Wrocław: Moulinex zwalnia 1700 osób
Francusko-włoski koncern Moulinex-Brandt postanowił zamknąć swoje zakłady we Wrocławiu. Pracę straci 1700 osób.
Koncern, produkujący sprzęt elektryczny gospodarstwa domowego, zapowiedział masowe zwolnienia w swoich zakładach w Europie i Ameryce Południowej. Najdotkliwiej odczują to pracownicy zakładów we Wrocławiu.
Trzy fabryki zostaną zamknięte we Francji. Pracę straci 1500 osób. W sumie w zakładach koncernu Moulinex-Brandt włącznie z Irlandią, Niemcami i Brazylią przewiduje się zwolnienie 4 tys. osób.
Francuskie związki zawodowe są oburzone i podejrzewają dyrekcję firmy o nieuczciwość. Atmosferę podgrzewa fakt, że w ostatnim czasie francuska grupa Danone zapowiedziała liczne zwolnienia, a brytyjska sieć Marx and Spencer zamyka wszystkie swoje sklepy we Francji.
Tymczasem Moulinex-Brandt, który nie wytrzymuje konkurencji tanich towarów, przede wszystkim produkowanych w Korei Południowej, szuka możliwości utrzymania się na rynku. Firma zadłużona jest na ponad 770 milionów euro.

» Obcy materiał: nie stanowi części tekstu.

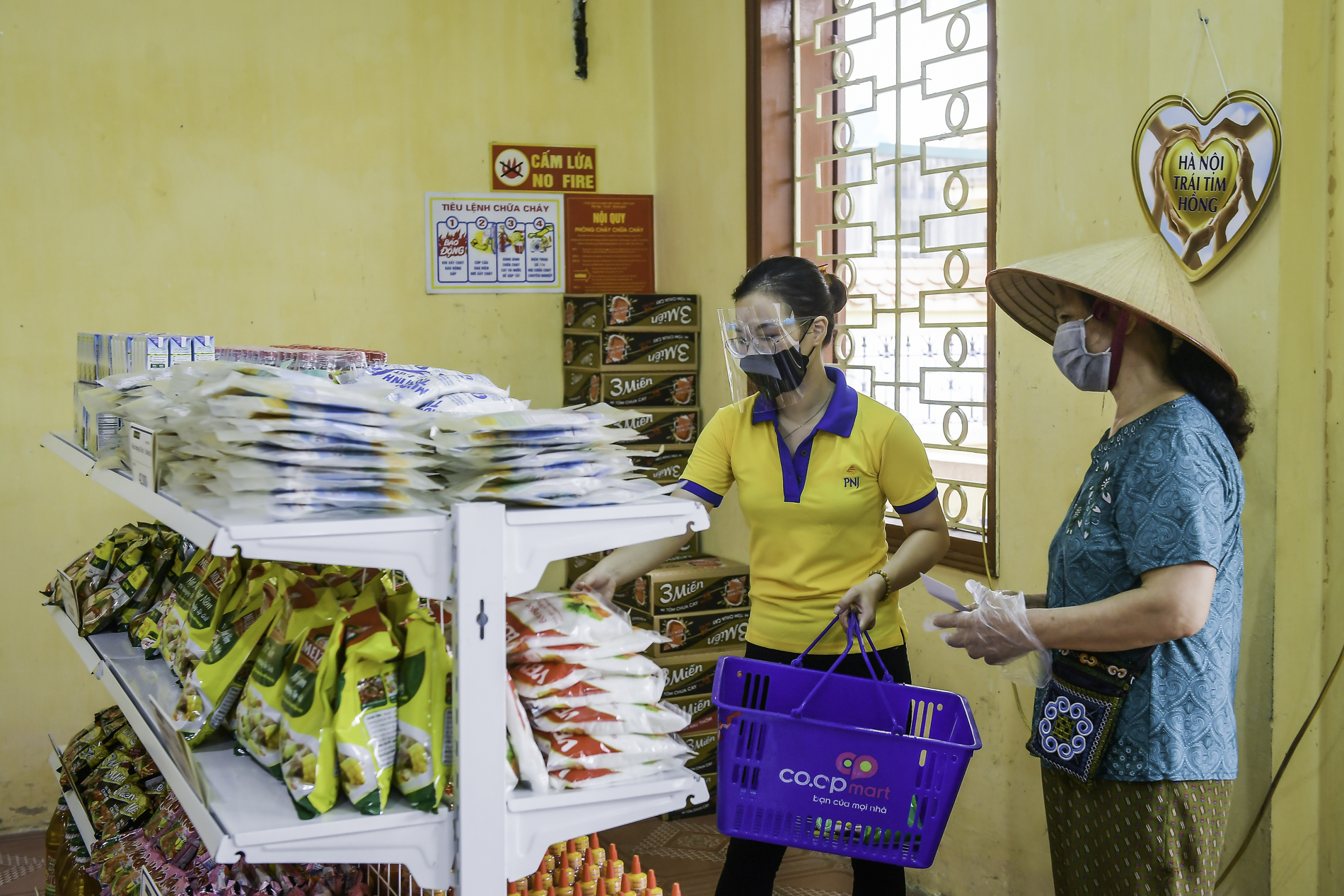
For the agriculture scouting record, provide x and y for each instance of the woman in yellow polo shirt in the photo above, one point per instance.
(816, 465)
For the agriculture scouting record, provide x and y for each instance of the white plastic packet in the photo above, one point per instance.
(606, 751)
(531, 766)
(473, 403)
(546, 618)
(615, 719)
(543, 679)
(415, 386)
(561, 491)
(603, 691)
(586, 778)
(637, 641)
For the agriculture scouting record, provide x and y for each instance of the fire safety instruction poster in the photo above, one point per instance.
(491, 243)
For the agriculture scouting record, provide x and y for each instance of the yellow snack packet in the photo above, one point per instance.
(258, 727)
(366, 703)
(212, 691)
(308, 739)
(214, 591)
(187, 570)
(424, 721)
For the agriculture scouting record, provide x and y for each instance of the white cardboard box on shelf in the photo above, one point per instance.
(480, 552)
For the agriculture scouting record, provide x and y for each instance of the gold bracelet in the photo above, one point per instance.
(885, 578)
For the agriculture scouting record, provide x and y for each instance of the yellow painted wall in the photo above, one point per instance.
(1074, 80)
(257, 171)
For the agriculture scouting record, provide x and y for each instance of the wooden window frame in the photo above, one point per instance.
(769, 122)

Straty w minionym roku wyniosły 20 milionów euro. Gwałtownie spada wartość akcji firmy na giełdzie. Kolejne masowe zwolnienia w latach 90 oraz próba sprowadzenia części do odkurzaczy i kuchenek mikrofalowych z Polski i z Hongkongu, gdzie koszty produkcji są niższe, nie dały rezultatów.
Dzięki obecnym cięciom, Moulinex-Brandt ma nadzieję zmniejszyć zadłużenie, a za cztery lata zwiększyć sprzedaż. Jednak kulą u nogi są wysokie koszty produkcji podbijane przez podatki i opłaty socjalne. (jd)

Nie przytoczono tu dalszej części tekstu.